Importing catalogues
We need to import arbritary catalogues (spreadsheets) into RDFable Drupal nodes.
We suggest the following as a way forward: before implementing this, we want to see if this would be useful to the broader Drupal RDF community, and whether it is compatible with other existing proposals:
Option 1: Dynamically create content types
For each import format dynamically create a node type that matches the field structure. Provide an RDF mapping for the created node type to enable the imported items to be tagged up with RDF.
Option 2: Define a generic content type for imports
Spreadsheets are imported into two node types. The 'header' includes the spreadsheet file and information about it's structure. A second content type is used to import each row. A row is a list of attributes taken from the column data for that row.

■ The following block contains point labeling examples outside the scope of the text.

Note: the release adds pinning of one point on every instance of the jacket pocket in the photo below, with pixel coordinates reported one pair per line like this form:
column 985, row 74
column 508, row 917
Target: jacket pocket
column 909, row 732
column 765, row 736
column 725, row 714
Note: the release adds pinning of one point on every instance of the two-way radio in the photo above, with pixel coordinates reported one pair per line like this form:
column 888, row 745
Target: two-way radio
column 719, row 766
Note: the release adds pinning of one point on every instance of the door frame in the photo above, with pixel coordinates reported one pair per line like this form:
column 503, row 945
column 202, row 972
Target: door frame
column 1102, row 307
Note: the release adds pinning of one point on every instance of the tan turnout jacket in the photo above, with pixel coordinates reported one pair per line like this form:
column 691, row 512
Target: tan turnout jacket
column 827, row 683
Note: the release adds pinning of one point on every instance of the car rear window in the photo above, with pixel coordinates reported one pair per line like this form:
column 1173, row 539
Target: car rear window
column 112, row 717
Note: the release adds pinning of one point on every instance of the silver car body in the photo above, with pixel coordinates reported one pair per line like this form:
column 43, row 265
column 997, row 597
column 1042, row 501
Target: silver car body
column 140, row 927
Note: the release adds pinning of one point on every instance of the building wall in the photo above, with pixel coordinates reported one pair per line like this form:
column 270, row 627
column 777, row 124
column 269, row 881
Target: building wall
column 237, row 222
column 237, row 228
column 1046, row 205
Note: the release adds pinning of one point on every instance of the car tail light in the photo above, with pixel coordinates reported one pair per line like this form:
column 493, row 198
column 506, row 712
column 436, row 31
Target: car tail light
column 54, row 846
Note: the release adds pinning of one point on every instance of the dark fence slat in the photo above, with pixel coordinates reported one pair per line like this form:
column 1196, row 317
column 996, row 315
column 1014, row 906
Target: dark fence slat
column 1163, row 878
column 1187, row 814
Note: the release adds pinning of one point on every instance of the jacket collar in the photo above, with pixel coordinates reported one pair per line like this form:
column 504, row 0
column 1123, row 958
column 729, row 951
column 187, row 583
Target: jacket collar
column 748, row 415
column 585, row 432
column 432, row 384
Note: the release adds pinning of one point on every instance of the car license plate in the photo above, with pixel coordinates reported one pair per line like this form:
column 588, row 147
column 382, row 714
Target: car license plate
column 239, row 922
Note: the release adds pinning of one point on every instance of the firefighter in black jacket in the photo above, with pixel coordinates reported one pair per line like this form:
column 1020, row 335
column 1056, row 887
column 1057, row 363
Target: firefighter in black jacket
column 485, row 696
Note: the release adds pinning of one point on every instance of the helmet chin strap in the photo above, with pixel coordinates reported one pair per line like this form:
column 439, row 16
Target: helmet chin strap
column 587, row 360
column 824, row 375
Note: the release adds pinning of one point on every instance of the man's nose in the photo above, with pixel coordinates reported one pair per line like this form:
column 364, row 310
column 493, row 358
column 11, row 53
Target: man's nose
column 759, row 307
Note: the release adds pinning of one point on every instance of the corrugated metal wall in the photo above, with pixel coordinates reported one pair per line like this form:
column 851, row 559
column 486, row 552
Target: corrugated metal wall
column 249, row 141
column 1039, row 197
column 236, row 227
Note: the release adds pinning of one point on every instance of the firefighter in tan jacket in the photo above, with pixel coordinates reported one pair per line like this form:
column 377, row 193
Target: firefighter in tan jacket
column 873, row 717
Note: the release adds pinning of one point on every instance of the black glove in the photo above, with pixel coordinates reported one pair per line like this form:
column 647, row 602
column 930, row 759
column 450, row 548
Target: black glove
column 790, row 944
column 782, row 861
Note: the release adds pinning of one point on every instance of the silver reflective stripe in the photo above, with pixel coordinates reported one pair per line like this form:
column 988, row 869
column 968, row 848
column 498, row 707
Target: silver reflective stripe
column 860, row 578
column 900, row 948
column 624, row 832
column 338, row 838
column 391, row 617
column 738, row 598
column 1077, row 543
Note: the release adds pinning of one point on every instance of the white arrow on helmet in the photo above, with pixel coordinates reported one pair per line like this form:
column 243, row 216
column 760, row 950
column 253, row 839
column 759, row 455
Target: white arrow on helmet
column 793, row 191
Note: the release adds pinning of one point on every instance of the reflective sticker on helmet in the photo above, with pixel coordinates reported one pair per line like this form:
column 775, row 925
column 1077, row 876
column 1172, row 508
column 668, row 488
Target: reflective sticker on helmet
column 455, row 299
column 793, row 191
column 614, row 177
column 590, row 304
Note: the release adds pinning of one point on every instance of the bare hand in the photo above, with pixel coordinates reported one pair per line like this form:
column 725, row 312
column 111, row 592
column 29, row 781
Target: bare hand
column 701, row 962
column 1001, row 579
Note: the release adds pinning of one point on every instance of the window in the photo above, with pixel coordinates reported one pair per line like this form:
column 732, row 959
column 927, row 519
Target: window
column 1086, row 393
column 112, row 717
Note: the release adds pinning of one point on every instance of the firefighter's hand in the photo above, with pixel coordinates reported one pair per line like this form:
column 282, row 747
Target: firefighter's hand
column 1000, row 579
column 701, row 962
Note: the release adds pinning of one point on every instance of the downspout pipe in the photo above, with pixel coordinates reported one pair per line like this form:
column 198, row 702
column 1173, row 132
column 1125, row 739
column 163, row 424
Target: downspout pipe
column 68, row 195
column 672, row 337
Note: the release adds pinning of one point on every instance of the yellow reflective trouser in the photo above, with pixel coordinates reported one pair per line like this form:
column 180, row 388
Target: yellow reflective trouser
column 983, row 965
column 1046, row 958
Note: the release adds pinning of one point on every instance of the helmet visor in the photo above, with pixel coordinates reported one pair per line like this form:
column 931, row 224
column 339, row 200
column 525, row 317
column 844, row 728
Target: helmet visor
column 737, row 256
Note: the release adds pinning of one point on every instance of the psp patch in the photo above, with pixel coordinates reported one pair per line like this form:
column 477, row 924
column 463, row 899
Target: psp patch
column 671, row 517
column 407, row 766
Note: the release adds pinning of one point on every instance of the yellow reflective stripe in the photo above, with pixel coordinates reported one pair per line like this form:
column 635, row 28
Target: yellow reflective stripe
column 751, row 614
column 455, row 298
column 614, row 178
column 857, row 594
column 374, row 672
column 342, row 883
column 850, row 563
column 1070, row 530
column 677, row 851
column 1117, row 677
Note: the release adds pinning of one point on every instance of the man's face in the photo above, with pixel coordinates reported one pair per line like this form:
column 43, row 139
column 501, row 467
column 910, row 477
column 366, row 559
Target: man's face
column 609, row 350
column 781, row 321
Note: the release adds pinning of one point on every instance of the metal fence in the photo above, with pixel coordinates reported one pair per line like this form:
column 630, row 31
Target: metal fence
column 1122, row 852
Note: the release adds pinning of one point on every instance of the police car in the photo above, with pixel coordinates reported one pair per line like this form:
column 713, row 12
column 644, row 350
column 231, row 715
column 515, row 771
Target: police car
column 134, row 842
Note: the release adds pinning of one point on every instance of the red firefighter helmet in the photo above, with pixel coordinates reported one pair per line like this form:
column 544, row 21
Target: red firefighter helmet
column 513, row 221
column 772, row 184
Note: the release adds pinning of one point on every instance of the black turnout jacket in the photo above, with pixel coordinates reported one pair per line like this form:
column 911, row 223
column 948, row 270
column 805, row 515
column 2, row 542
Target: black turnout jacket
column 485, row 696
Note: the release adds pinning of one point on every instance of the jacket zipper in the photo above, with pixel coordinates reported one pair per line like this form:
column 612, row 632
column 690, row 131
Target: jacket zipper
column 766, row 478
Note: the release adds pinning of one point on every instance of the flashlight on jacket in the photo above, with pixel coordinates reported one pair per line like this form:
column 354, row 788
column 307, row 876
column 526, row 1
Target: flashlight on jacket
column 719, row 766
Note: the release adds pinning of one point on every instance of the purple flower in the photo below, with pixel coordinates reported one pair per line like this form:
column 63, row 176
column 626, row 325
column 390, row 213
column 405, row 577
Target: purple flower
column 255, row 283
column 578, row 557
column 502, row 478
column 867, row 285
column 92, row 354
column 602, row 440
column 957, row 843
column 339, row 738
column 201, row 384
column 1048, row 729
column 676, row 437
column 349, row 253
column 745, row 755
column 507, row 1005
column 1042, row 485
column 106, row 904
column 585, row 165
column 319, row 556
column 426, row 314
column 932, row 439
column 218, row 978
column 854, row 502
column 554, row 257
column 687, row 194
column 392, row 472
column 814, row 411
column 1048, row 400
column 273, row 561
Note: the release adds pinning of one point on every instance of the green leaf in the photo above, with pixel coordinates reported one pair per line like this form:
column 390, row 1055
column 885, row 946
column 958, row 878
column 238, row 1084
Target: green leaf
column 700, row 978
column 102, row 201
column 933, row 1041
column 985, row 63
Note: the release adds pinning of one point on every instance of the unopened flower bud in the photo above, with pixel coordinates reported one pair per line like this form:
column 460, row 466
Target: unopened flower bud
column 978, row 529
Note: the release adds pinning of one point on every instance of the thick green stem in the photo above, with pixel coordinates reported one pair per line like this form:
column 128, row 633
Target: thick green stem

We also need to consider round-tripping issues, as follows:
RDF round trip
Need to produce RDF for all the nodes in the database, but also need to ingest RDF data. We want to query/browse this RDF data.
Drupal objects -> RDF
This is dealt with by the RDF api in D7, and mappings created from our imported nodes.
RDF -> Drupal objects
Two cases:
1) We have enough RDF data about a particular RDF subject to map to one of our Drupal node types then we import and create a node of that type.
2) We don't have enough, or we have too much RDF. We generate a generic RDF "placeholder" node for this. This is basically a property list (a list of properties and values) in a format that maps in a straight-forward way to and from RDF.
The placeholder nodes exist to bring external RDF descriptions into the Drupal world to allow a common consistant view of everything in the system from a programming view point, they are not intended to be exposed to end users. When they are required by end users a new Drupal node type can be created as necessary.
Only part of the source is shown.